I've been reading this code and I found that the number of non-zero eigenvalues of the estimated covariance is equal to $x_i^T \Sigma^{-1} x_i$. I want to know how to arrive at this result.

Some background:

  • $x_i$ is a real column vector with dimension $d$ (one sample)
  • $X = [x_1, x_2, ..., x_n]$ with shape $d$x$n$ (all the samples)

I want to prove that:
$$\sum_{i=0}^{i=n} x_i^T \Sigma^{-1} x_i = n.len(s)$$ being $len(s)$ the number of non-zero singular values* of $\Sigma$, that is defined as
$$\Sigma = \frac{1}{n} \sum_{j=1}^{j=n} x_j x_j^T$$

If necessary, mean can be considered $0$

*Not necessarily mathematical $0$, this can also mean "not too small values" .
Actually non-zero is "non-negligible" depending on a threshold defined as the largest singular value times the square root of the machine epsilon.
In Python: s[0] * np.sqrt(np.finfo(np.float).eps) being s the singular values in descending order (see the code)

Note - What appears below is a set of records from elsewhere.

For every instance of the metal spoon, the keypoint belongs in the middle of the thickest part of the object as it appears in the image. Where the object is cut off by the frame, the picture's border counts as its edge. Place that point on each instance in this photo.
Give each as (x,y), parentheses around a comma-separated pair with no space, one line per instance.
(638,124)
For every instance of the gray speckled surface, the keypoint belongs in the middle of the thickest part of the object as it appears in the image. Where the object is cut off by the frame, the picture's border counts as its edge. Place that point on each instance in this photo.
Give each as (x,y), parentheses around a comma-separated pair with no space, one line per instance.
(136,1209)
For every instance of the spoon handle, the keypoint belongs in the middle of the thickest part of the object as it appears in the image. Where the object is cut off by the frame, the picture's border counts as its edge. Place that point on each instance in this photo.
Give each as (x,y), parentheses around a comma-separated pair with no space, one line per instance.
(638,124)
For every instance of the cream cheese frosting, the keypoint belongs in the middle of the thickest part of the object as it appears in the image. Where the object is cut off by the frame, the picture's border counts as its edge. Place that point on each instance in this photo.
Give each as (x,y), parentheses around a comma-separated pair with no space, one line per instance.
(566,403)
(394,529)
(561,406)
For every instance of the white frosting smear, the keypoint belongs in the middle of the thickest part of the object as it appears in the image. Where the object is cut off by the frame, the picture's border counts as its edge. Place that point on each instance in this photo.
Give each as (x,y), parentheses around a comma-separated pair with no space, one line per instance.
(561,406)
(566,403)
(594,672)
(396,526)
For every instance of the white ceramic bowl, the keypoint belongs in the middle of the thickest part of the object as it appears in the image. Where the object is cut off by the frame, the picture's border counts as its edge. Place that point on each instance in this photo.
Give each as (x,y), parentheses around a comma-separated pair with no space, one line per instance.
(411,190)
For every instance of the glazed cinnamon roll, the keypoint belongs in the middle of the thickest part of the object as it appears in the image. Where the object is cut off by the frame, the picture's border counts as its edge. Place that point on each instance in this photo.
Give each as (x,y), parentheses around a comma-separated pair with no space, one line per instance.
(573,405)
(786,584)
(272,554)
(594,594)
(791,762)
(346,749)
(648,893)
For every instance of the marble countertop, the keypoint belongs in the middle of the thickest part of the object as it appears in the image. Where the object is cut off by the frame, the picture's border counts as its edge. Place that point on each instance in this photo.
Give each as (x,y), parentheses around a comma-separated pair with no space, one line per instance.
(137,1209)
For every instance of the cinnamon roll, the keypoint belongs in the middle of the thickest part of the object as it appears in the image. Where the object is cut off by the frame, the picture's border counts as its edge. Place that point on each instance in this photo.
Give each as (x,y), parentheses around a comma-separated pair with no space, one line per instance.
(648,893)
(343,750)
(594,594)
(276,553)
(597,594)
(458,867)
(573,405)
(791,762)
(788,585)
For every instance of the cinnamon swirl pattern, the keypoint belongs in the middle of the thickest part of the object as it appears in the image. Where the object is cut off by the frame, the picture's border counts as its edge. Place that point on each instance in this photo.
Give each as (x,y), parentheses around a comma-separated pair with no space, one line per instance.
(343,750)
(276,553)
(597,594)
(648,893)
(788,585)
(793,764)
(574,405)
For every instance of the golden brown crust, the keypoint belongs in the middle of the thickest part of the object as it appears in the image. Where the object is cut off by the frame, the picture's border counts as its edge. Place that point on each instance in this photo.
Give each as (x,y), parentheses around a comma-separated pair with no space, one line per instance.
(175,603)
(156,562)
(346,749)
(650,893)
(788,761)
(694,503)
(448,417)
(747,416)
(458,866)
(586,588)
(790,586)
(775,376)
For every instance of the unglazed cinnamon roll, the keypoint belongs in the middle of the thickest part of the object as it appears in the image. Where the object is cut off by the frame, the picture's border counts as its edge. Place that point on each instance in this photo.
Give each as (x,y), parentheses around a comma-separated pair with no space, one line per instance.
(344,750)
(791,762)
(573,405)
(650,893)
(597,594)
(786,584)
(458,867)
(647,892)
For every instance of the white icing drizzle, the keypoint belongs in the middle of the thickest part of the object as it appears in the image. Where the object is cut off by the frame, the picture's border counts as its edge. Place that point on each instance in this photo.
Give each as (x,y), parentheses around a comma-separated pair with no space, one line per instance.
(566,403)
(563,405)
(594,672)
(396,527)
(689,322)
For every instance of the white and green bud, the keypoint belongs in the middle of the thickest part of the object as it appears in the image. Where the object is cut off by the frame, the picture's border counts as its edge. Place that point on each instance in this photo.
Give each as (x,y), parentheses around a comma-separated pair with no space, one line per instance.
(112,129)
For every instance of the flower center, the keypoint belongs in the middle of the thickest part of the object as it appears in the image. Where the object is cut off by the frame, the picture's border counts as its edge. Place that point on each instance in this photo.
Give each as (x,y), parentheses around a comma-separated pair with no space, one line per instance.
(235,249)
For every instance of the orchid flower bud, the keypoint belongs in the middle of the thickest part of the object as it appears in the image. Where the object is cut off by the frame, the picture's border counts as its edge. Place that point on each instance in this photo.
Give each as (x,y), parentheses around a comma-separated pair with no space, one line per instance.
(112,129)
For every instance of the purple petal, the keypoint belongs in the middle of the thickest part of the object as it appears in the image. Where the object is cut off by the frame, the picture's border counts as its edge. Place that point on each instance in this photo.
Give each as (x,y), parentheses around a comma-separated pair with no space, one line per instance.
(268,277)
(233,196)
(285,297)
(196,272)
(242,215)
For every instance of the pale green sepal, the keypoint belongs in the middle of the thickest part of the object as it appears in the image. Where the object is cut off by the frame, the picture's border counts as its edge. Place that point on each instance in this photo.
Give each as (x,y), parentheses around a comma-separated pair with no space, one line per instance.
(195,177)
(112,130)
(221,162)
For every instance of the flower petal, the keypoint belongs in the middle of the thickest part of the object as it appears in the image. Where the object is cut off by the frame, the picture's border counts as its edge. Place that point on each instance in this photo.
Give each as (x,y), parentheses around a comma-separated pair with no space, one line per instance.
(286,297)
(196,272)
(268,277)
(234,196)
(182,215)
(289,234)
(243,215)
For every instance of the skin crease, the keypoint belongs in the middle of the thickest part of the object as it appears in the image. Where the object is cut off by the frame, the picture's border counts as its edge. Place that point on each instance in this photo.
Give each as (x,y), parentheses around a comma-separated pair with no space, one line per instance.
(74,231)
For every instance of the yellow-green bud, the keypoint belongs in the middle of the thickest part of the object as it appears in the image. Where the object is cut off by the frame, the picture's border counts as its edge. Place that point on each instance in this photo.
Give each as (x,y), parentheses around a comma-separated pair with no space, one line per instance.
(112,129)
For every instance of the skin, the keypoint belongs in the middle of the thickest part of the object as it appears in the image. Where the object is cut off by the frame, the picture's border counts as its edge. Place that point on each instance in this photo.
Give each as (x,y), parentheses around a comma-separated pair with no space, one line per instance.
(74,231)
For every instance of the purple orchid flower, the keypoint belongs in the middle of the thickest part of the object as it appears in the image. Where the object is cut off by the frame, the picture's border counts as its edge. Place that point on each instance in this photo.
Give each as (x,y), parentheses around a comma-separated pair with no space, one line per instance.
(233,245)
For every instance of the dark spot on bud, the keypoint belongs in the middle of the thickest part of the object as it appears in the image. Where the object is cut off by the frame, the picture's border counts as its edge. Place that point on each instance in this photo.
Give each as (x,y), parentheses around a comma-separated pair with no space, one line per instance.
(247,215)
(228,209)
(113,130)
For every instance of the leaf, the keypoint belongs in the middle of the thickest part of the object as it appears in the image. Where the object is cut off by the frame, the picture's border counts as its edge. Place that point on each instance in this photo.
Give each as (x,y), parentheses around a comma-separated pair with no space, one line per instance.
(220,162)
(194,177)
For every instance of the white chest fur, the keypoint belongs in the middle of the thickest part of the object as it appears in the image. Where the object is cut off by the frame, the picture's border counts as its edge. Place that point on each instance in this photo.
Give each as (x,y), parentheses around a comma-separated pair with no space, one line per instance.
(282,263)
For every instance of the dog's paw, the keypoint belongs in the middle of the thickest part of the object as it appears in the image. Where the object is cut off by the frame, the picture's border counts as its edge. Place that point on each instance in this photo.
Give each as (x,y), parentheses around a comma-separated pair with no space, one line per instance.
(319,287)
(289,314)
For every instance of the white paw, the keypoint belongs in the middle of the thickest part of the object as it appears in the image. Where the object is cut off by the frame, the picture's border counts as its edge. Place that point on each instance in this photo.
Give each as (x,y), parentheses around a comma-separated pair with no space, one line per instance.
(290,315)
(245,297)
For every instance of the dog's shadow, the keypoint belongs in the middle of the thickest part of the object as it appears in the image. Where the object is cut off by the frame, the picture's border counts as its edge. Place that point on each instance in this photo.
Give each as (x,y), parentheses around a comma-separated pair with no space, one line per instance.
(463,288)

  • $\begingroup$ How do you propose to compute $\Sigma^{-1}$ if $\Sigma$ has zero singular values? Otherwise, this is just a trace identity. The answer should always be $n$. $\endgroup$ – Hans Engler Nov 16 '18 at 21:54
  • $\begingroup$ In fact, the question is about the proposal itself. The code I'm looking into, and this other R package, assume the proposition that involves $n. len(s)$. I want to know when it's valid, and what approximations and assumptions are being made. Sorry if it wasn't clear $\endgroup$ – Franco Marchesoni Nov 19 '18 at 21:07

Assuming that the sample $\{x_i\}$ spans the whole space $\mathbb{R}^d$, the value is always $nd$. Here is the proof:

Using your notation for $X$, we know $\Sigma = \frac{1}{n} XX^T$ and therefore $\Sigma^{-1} = n \left(XX^T \right)^{-1}$. Then $$ x_i^T \Sigma^{-1} x_i = tr(x_i^T \Sigma^{-1} x_i) = tr(\Sigma^{-1} x_i x_i^T) $$
and therefore $$ \sum_{i = 1}^n x_i^T \Sigma^{-1} x_i = tr(\Sigma^{-1} \sum_{i=1}^n x_i x_i^T) = tr(\Sigma^{-1} (XX^T)) = n tr(I_d) = nd $$ where $I_d$ is the $d$-dim identity matrix.